RFK Jr. defends Kennedy administration wiretap of Martin Luther King Jr.

The independent presidential candidate said his father and uncle knew the FBI was "out to ruin King" in an exclusive interview with POLITICO.

RFK Jr. defends Kennedy administration wiretap of Martin Luther King Jr.

ATLANTA — Robert F. Kennedy Jr. on Sunday defended his family’s role in authorizing government surveillance of Martin Luther King, Jr., calling it a necessary step amid the political tensions of the Civil Rights era.

Kennedy’s provocative comments came as the independent presidential candidate was on a campaign trip to Atlanta on the eve of the Martin Luther King Jr. holiday.

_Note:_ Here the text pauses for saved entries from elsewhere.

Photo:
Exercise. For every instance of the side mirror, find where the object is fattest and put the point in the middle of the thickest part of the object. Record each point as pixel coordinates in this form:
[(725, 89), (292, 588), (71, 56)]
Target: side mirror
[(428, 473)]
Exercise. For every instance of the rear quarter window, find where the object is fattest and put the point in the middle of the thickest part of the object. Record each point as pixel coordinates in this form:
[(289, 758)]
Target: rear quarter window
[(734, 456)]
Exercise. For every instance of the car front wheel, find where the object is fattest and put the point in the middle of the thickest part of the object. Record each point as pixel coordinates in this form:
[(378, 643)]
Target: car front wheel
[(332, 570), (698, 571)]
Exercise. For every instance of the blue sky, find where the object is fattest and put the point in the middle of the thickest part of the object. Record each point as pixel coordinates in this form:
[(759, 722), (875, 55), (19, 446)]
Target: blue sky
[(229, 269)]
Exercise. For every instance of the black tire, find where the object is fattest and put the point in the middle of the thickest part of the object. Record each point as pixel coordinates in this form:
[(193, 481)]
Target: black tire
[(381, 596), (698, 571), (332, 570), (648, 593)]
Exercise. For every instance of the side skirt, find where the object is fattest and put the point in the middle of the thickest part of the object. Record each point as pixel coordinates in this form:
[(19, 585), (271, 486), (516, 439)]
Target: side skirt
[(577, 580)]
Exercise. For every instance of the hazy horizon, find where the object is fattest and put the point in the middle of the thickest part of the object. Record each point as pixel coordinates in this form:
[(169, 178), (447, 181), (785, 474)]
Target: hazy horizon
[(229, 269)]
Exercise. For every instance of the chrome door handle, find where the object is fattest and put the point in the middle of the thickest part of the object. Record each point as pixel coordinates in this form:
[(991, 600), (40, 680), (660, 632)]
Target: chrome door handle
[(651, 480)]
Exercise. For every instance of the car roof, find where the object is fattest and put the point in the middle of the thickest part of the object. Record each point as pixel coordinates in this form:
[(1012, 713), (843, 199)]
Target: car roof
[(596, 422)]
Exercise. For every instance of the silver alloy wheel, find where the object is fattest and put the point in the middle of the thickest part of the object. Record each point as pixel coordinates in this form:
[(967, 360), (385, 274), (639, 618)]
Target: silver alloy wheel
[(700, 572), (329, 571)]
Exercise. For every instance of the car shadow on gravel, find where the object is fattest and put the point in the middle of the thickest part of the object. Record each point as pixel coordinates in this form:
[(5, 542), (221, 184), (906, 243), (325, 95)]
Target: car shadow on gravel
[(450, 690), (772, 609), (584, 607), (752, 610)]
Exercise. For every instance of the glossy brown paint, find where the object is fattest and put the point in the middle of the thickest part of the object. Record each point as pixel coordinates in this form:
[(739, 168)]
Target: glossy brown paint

In an exclusive interview with POLITICO, Kennedy said that his father, Robert F. Kennedy — who authorized the wiretapping of King as attorney general — and President John F. Kennedy permitted the eavesdropping because they were “making big bets on King, particularly in organizing the March on Washington.”

“They were betting not only the civil rights movement but their own careers. And they knew that Hoover was out to ruin King,” said Robert Kennedy Jr., referring to J. Edgar Hoover, the FBI director at the time.

He argued that the Kennedy administration had a legitimate reason to go along with Hoover’s determination to surveil King. The FBI director saw King as a dangerous radical with Communists in his inner circle.

“There was good reason for them doing that at the time,” Kennedy said, “because J. Edgar Hoover was out to destroy Martin Luther King and the civil rights movement and Hoover said to them that Martin Luther King’s chief was a communist.

“My father gave permission to Hoover to wiretap them so he could prove that his suspicions about King were either right or wrong,” he continued. “I think, politically, they had to do it.”

By defending his family’s participation in what is widely considered a shameful episode in presidential history, Kennedy may complicate his efforts to present himself to the electorate as a political truth teller who stands up for marginalized constituencies.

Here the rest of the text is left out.